Continuing with that bad sports analogy, the media also started to sound like fans making excuses for their favorite pharma teams, downplaying the increasing breakthrough cases, gaslighting those who question efficacy, and using cumulative data, percentages, or per capita numbers only when convenient to their narrative.
Instead, the media could call it like it is – the efficacy is waning. Breakthrough cases are increasing. There’s no need to segregate, we’re all still in this boat together. You can choose to swim or you can wear a life vest. The choice is yours. Be sensible. Be careful. Stay home if you’re not well. Don’t be in a crowd. Space it out, but don’t space out. Keep focused, let’s not go back to segregation. Let’s get healthier, evaluate other potential solutions, and most importantly love one another.
Here’s the discussion section straight from the CDC source below:
[Nutshell: can’t just cherry pick or average-out older non variant data with newer variant prone regions, or mix partially vaccinated numbers with unvaccinated and create unreasonable rates to draw comparisons or to create a narrative as explained in the discussion below.]
In 13 U.S. jurisdictions, rates of COVID-19 cases, hospitalizations, and deaths were substantially higher in persons not fully vaccinated compared with those in fully vaccinated persons, similar to findings in other reports (2,3). After the week of June 20, 2021, when the SARS-CoV-2 Delta variant became predominant, the percentage of fully vaccinated persons among cases increased more than expected for the given vaccination coverage and a constant VE. The IRR for cases among persons not fully vaccinated versus fully vaccinated decreased substantially; IRRs for hospitalizations and deaths changed less overall, but moderately among adults aged ≥65 years. Findings from this crude analysis of surveillance data are consistent with recent studies reporting decreased VE against confirmed infection but not hospitalization or death, during a period of Delta variant predominance and potential waning of vaccine-induced population immunity (4–6).†††
The findings in this report are subject to at least five limitations. First, combining unvaccinated and partially vaccinated persons resulted in lower IRR and VE estimates. Second, variable linkage of case surveillance, vaccination, hospitalization, and mortality data might have resulted in misclassifications that could influence IRR estimates; no substantial differences in ascertainment of outcomes by vaccination status were noted in jurisdictions that were able to assess this. Lags in reporting of deaths might have affected the second period differentially. Third, this was an ecological study in which IRRs lacked multivariable adjustments and causality could not be assessed (i.e., possible differences in testing or behaviors in vaccinated and unvaccinated persons). VE is being assessed through ongoing controlled studies. Fourth, the period when the SARS-CoV-2 Delta variant reached ≥50% overall prevalence was assumed to be the first week when most cases were infected with the Delta variant, but the week varied by jurisdiction. Finally, the data assessed from 13 jurisdictions accounted for 25% of the U.S. population, and therefore might not be generalizable.

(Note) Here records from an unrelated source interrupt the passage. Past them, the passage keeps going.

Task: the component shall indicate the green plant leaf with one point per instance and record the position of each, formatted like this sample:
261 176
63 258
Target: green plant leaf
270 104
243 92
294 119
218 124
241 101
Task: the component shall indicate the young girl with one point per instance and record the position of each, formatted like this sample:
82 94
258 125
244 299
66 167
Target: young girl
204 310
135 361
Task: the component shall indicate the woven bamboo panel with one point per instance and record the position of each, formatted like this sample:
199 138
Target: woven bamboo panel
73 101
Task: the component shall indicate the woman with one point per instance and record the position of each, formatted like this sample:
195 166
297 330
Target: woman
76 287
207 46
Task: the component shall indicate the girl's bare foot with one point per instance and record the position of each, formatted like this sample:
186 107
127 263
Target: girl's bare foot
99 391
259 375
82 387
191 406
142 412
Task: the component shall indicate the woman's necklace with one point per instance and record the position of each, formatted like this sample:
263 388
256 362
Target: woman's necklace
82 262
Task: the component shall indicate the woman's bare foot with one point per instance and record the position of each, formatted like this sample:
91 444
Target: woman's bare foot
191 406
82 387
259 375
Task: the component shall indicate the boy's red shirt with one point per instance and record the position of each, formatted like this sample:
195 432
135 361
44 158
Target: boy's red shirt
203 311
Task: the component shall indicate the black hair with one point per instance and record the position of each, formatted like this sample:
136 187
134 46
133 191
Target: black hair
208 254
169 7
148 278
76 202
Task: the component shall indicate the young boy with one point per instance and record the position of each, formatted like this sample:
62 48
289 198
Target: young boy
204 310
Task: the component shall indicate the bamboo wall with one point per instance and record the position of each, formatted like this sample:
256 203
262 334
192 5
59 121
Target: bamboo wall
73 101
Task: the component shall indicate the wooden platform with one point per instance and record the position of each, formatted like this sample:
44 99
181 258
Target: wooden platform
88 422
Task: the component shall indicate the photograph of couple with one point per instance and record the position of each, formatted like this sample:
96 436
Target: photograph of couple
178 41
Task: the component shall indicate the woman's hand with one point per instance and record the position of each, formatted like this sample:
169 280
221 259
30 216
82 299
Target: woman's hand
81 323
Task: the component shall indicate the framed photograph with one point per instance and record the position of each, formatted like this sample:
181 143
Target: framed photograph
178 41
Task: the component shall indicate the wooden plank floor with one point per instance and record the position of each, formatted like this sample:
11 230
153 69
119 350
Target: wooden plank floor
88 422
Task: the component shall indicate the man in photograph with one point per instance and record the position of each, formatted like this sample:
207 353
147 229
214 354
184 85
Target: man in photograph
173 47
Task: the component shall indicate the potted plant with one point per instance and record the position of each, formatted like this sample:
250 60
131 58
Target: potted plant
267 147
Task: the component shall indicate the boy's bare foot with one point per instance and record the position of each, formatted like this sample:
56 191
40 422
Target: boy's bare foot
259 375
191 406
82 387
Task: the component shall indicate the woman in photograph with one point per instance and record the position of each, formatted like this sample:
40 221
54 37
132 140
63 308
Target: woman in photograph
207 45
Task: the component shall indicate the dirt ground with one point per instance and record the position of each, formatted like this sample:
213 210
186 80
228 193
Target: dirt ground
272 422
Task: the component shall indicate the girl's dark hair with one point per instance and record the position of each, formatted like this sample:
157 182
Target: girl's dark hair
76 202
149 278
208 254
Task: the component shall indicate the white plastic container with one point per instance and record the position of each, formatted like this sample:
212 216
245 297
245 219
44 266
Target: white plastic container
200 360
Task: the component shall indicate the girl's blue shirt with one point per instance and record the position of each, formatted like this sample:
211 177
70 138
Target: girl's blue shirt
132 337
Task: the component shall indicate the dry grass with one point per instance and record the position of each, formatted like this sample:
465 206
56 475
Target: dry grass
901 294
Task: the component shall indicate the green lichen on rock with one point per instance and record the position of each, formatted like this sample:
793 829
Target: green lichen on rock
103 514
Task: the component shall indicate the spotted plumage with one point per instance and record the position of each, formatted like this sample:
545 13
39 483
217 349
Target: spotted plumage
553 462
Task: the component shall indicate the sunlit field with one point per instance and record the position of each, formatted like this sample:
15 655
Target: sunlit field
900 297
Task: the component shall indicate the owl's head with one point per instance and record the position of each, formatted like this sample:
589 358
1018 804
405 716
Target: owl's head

Monitoring COVID-19 outcomes in populations over time by vaccination status is facilitated through reliable linkage of COVID-19 case surveillance and vaccination data. However, interpreting state-level variation by week might be challenging, especially for severe outcomes with small numbers. The framework used in this analysis allows for comparisons of observed IRRs and percentages of vaccinated cases, hospitalizations, and deaths to expected values. The data might be helpful in communicating the real-time impact of vaccines (e.g., persons not fully vaccinated having >10 times higher COVID-19 mortality risk) and guiding prevention strategies, such as vaccination and nonpharmacologic interventions.